Cook, like others involved in treatment and criminal justice, recognizes that with an ever-expanding jail population and drug problem, the solution isn’t merely jail vs. treatment space.

“It’s a combination of both. And, right now, we don’t have either. We don’t have jail beds, and we don’t have enough treatment inside the facility or in the community to help out.”

The county currently contracts residential treatment with 16 agencies and 30 different programs in the valley. But Patrick Fleming, director of Salt Lake County substance-abuse services, sees the problem as just being too little of a good thing.

“We have 370 beds for residential and detox services and a four-month-long waiting list,” Fleming says. “People tend to re-offend when they wait that long.” Fleming intends on proposing the County Council earmark enough money to nearly double the county’s existing residential bed space, adding 320 more slots. Estimated price tag: $13 million. It’s a heavy investment, with Fleming acknowledging residential treatment isn’t a cure-all, but just another piece of the criminal-justice formula.

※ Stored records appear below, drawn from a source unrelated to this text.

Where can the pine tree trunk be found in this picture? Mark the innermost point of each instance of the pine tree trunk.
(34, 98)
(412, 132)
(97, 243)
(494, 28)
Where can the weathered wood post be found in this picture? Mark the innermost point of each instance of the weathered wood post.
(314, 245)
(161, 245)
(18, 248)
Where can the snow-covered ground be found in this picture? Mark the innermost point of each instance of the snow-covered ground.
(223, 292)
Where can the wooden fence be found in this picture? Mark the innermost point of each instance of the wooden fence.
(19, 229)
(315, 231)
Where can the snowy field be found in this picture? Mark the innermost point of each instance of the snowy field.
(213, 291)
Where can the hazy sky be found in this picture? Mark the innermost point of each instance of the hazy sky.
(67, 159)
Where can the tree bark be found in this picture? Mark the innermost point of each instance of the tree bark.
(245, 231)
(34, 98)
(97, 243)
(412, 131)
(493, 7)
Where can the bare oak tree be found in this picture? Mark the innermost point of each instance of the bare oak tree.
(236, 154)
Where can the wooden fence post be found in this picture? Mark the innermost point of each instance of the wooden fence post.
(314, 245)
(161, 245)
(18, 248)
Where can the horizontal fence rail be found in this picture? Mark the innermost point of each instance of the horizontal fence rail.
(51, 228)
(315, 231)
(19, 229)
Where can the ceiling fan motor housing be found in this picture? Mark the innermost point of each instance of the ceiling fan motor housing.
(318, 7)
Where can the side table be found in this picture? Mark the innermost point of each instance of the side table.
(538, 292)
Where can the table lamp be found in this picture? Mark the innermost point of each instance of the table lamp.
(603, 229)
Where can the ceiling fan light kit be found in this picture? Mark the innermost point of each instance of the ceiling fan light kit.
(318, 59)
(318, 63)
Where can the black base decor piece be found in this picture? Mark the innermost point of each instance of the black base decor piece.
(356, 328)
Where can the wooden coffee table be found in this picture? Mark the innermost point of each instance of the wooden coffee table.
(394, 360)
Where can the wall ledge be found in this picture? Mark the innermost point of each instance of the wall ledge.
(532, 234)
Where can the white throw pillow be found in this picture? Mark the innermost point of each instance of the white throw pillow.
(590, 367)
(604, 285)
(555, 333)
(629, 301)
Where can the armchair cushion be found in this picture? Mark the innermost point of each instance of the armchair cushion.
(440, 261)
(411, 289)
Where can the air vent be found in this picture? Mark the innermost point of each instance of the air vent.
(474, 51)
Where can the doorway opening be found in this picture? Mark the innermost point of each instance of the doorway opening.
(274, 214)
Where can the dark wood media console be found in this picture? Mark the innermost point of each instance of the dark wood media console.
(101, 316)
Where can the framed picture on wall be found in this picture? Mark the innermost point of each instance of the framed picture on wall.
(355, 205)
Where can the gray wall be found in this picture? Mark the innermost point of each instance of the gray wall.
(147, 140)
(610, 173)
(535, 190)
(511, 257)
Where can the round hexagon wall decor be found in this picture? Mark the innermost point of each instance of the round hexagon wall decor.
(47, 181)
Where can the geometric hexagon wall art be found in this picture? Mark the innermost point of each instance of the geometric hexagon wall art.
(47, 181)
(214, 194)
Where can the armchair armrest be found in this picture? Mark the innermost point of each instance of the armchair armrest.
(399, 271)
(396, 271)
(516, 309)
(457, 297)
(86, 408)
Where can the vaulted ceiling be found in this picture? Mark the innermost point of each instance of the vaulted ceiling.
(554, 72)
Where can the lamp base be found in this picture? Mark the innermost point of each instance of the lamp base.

“The judges a lot of times don’t feel comfortable putting some [offenders] into community-based treatment,” Fleming says. “So they feel safer putting them into county jail. The piece that’s got to happen is that treatment starts when they are in jail and continues on when they are released into the community.”

This kind of holistic approach, Fleming says, means increasing continuous-treatment options, providing inmates with good job skills and finding them a place to land when they get out of jail.

Increasing the variety of community-treatment options, Fleming says, can help best match programming for different individuals, like addicted mothers.

“If you put a mom with two kids inside a county jail for a year, it will cost $30,000 and $32,000 for foster care for each child—and what you have is a family ripped apart, with all the socialization problems that come with it,” Fleming says. “Families are still the best way to raise kids, so how about if we just expand women’s treatment. Keeping a mom in treatment for a year, getting her vocational skills and in stable housing will run us about a third of the cost.”